Carlos Gutavo  Loggia

cost

2,700,000 euros

web

http://europaconcorsi.com/authors/71223-Marco-Meozzi

 

                                                                                                                                                                                                                           

In 2007 the Province of Pistoia launched a national competition to make a gymnasium in the city center, in the area where the Michelucci foundry used to stand. The new building was to serve the Istituto Filippo Pacini secondary school which is located nearby.

Once it ceased its activity in 1976, the foundry had remained stratified in the city's memory as a piece of industrial archaeology; its architectural parts were joined by overgrown vegetation, which also exalted the pathos of the place's memory.

The very narrow area available, the great urban concentration around it, the space's monolithic volume: all these elements influenced our choice to make a building partially buried underground. We decided to use steel as a way of speeding up construction and creating less disturbance during the course of realization.

The project recalls the pre-existing building's morphology, dense with history, signs, and stratifications that havew sedimented over time and indeed, have almost crystallized.

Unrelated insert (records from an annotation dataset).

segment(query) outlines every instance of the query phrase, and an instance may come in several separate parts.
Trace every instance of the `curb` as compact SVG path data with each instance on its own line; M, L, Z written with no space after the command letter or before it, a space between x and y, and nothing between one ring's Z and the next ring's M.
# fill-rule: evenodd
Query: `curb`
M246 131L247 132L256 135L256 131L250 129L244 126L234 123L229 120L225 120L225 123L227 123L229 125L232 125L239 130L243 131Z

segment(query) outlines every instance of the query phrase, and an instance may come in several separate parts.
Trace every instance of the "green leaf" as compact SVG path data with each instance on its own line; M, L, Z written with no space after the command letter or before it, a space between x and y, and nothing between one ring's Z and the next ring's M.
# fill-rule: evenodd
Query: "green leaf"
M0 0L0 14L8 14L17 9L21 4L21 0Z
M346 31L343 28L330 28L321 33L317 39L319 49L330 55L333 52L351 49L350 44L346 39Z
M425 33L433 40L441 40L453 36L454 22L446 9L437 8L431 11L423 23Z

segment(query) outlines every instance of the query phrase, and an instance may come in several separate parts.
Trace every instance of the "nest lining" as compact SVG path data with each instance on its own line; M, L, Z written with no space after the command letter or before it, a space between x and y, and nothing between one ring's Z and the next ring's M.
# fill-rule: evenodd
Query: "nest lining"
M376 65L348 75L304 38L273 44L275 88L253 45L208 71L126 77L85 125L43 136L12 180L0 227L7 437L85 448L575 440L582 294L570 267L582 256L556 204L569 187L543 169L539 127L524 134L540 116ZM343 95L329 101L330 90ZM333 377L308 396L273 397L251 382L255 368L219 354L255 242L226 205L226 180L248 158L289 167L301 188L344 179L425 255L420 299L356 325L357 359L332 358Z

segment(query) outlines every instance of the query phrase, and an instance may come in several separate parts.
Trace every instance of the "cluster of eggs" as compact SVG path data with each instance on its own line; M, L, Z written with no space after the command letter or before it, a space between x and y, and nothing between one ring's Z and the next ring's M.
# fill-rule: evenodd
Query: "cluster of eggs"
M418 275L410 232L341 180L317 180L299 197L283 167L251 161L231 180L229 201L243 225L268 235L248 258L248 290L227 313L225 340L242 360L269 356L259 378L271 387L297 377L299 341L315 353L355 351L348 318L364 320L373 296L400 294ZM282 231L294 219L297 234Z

It was, therefore, necessary to keep those signs (the large central shed, the smoke stack, the brick tower, the historical wall flanking via dell’Anguillara) and to make them more explicit.

Seeking compatibility with the competitions requirements for spaces and functions, the project sought to emphasize the idea of the recovery of open and of green spaces.

In this sense we felt it was right to operate not by adding spaces but by subtraction.

By covering the activity space with a green roof, a sort of vertical shift of the terrain is achieved. 

Virtually extruding space is bordered by continuous glassed-in surfaces which allow the passage of light, thus illuminating the undergound indoor spaces.

Public activity such as the extrascholastic events  held in the small gymnasium and the 'space of memory' (dealing with the foundry's period of production), located in the brick tower, will take place, instead, above ground and in the spaces just off the garden area under examination.

Primary activity space will be made of a frame structure in corten steel treated against passive oxydation: thus a sense of the pathos of the original factory's industrial archeology will be emphasized.